While a hunger strike may seem like an extreme form of protest, Charness and Pangburn both believe that it is necessary.
“The Save Old Growth organization has been holding peaceful protests and marches and other forms of demonstrations for years now without really any sign of change,” said Charness. “They have found as an organization that there’s been the need to take more drastic measures, such as highway blockades and hunger strikes.”
Pangburn also added that although a hunger strike is a significant form of protest, it fits with the mission of the organization.
“The core value of Save Old Growth is nonviolent civil resistance and nonviolent action,” said Pangburn.
Charness and Pangburn got involved with Save Old Growth after meeting a member who was passing out pamphlets on campus. They saw the hunger strike as a way to get involved without putting themselves in a situation where they could be arrested.

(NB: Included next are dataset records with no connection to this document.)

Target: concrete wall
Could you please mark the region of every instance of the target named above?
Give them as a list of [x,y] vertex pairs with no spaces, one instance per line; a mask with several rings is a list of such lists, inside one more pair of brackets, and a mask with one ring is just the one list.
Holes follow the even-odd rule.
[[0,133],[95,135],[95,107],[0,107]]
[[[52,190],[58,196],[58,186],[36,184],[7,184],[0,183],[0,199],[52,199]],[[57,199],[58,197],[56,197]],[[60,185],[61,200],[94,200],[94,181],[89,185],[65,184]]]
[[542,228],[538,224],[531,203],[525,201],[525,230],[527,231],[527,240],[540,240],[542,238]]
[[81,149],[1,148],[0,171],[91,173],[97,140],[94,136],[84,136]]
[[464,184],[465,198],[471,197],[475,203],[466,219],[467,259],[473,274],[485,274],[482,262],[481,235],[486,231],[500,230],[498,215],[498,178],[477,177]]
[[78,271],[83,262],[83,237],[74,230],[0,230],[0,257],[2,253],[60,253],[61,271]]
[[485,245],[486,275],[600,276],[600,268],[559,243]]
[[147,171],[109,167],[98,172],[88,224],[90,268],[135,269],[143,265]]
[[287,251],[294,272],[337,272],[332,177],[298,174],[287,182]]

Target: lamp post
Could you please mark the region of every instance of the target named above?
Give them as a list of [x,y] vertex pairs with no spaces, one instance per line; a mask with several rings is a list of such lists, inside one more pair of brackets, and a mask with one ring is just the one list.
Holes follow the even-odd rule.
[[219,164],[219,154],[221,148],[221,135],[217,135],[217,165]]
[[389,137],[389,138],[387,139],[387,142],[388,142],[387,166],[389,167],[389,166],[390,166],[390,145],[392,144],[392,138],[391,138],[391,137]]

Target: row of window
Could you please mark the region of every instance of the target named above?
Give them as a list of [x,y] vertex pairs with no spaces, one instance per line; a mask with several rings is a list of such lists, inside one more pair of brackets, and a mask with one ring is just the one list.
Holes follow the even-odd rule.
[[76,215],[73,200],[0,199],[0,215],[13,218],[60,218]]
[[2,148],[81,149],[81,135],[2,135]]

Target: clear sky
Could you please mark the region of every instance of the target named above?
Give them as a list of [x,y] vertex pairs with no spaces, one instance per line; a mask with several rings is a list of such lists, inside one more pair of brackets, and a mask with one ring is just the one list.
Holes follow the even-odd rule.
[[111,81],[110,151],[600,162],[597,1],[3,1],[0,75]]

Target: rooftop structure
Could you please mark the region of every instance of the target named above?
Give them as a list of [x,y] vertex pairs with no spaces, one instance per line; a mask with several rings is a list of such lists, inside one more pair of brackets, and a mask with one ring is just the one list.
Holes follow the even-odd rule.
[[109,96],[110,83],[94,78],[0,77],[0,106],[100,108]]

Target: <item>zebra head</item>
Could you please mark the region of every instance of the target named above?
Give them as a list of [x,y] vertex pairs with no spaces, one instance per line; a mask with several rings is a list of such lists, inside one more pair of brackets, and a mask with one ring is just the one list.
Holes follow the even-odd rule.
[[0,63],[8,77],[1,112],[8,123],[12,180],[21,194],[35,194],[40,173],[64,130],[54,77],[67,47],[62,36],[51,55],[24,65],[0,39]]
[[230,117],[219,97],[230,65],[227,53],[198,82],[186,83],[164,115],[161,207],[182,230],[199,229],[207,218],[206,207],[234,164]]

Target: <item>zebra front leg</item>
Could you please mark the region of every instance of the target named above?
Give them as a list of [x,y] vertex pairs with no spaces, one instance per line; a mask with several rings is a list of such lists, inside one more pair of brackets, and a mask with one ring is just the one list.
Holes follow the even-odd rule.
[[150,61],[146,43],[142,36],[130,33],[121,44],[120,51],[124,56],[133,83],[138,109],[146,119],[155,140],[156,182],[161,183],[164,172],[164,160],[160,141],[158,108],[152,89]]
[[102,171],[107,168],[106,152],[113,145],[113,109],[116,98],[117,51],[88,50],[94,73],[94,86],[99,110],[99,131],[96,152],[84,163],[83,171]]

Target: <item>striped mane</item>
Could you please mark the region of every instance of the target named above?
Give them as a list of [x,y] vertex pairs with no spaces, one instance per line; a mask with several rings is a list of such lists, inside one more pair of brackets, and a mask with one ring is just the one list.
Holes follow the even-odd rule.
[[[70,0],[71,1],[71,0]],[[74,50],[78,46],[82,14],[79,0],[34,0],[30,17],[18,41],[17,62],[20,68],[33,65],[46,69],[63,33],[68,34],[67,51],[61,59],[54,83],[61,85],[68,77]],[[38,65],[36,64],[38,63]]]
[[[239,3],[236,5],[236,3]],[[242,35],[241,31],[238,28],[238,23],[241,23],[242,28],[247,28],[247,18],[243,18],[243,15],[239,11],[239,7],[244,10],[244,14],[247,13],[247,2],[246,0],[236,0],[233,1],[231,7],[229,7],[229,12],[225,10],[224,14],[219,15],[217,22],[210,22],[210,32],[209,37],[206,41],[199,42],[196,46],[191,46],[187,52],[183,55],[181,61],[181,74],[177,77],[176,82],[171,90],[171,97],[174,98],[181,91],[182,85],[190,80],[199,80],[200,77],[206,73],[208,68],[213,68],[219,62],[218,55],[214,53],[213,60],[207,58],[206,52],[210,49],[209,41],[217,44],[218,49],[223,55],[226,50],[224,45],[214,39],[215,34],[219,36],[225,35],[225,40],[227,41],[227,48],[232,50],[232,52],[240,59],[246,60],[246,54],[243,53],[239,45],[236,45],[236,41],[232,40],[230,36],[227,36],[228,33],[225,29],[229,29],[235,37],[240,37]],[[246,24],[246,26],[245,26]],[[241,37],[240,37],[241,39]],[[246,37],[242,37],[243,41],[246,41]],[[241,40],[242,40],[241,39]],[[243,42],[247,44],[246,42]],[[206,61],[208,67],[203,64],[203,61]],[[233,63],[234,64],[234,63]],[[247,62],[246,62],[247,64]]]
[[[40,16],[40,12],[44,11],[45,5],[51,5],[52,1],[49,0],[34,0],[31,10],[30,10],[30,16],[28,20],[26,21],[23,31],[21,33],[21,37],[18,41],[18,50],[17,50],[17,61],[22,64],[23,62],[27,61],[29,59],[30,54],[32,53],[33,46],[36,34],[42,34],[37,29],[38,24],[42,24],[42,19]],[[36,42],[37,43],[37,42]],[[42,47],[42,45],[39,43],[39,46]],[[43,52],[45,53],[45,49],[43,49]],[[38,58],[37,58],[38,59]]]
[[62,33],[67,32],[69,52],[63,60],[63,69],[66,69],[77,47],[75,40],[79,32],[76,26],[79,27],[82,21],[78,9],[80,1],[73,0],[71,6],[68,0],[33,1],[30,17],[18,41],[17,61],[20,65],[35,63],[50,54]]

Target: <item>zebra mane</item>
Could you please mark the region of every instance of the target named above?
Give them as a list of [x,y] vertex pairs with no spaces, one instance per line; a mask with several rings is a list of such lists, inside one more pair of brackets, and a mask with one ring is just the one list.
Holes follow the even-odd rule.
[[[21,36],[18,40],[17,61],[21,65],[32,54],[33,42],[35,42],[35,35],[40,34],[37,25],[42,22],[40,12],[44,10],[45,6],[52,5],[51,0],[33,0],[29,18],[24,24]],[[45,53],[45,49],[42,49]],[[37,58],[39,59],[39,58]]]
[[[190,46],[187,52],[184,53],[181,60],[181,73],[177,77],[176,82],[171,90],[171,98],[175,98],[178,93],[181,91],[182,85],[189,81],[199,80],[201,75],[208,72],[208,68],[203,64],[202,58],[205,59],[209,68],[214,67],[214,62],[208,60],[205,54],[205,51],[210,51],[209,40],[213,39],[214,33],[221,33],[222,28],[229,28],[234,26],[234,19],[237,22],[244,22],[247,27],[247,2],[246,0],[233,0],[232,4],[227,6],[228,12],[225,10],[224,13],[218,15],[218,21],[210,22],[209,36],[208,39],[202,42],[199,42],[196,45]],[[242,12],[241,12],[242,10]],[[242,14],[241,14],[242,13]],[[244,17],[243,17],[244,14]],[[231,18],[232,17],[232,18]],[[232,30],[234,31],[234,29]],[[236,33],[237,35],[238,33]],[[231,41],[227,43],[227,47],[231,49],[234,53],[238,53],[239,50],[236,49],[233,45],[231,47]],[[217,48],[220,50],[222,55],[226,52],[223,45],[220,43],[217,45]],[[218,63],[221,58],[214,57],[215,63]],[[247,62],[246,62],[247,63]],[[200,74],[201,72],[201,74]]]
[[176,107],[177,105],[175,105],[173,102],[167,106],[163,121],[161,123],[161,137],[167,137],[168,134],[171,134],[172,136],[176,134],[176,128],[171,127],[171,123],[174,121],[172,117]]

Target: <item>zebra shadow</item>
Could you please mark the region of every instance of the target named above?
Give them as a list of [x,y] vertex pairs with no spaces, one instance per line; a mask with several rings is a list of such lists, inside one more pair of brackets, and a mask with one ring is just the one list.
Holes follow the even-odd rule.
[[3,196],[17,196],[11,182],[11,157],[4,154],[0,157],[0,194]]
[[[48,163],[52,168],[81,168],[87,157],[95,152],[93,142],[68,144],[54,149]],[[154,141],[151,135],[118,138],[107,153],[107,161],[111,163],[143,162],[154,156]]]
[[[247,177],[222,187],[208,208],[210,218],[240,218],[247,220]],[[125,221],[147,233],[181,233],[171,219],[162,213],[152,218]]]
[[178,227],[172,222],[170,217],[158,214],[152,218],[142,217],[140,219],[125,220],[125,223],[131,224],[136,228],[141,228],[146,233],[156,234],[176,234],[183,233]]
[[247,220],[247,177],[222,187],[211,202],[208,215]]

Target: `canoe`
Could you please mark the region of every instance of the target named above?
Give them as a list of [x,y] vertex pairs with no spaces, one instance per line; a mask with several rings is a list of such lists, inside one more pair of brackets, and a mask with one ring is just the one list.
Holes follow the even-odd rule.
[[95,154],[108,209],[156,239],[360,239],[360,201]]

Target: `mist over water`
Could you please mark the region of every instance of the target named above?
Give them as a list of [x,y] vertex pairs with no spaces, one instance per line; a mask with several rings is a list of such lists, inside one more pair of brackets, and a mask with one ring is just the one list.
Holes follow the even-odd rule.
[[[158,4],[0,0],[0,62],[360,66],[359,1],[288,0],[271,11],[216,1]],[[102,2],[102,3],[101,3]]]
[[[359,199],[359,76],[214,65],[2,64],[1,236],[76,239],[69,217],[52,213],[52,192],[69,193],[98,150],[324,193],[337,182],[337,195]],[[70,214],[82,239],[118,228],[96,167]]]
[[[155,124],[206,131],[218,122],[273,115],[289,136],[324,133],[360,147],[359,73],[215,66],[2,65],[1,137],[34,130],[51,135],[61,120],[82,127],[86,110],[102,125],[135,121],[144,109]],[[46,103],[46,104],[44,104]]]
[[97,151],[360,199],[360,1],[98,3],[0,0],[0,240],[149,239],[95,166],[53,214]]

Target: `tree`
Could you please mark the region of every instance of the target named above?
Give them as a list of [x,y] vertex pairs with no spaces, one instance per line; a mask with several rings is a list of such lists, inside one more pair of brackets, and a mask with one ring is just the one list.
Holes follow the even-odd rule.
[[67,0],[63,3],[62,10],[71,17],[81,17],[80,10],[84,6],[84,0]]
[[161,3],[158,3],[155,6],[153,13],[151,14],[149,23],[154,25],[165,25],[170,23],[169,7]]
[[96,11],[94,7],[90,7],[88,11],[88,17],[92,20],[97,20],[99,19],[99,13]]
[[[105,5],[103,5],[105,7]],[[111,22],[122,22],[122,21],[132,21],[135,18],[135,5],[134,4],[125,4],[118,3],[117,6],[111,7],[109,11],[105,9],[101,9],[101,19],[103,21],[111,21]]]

While both Charness and Pangburn found the decision to participate easy, they did experience moments of doubt leading up to and throughout their hunger strike.
“I did get a bit nervous about the idea of going this long without food,” said Charness. “I know the health effects when you’re on a strike this short are minimal, but it’s still … something [I had] never done.” Charness also had moments of questioning if their actions would have any impact on the cause.
However, both began to feel the importance of their strike on the first day of sitting on the legislature steps.
“We were already having media come up to us and a lot of public attention,” said Charness. “Immediately we started to feel those effects, and that question of ‘what’s the reason that we’re doing this’ started to go away and the purpose of it became more clear.”
Charness was pleasantly surprised by the support they received from the public. Before the strike, Charness had concerns about encountering people opposed to the mission of Save Old Growth.
“There were those who didn’t really understand why it was necessary to do a hunger strike to support this cause,” said Charness. “But, we didn’t have anyone telling us they didn’t support what we were doing.”
Physically, both Pangburn and Charness experienced highs and lows throughout the strike. Headaches, stomach cramps, exhaustion, and lightheadedness were some of the symptoms they experienced. Pangburn also described struggling to stand for long but said the overall symptoms were more manageable than expected.
While Pangburn’s strike ended April 3 and Charness’ April 4, both have plans to continue working with Save Old Growth, including participating in highway blockades.
“No matter what movement we continue to do with Save Old Growth or what protests or anything we take part in in the future, they will all be nonviolent,” said Charness.
While some of the remaining 2.7 per cent of B.C.’s old growth trees are temporarily protected under various deferrals, Charness, Pangburn, and the rest of Save Old Growth will continue to call for stronger action.
“We’re looking for definitive change,” said Charness. “Not just deferrals or smaller policies, but the official end of the logging of old growth in B.C.”
The Martlet contacted the Ministry of Forests for a comment on the striker’s demands but did not hear back before publication.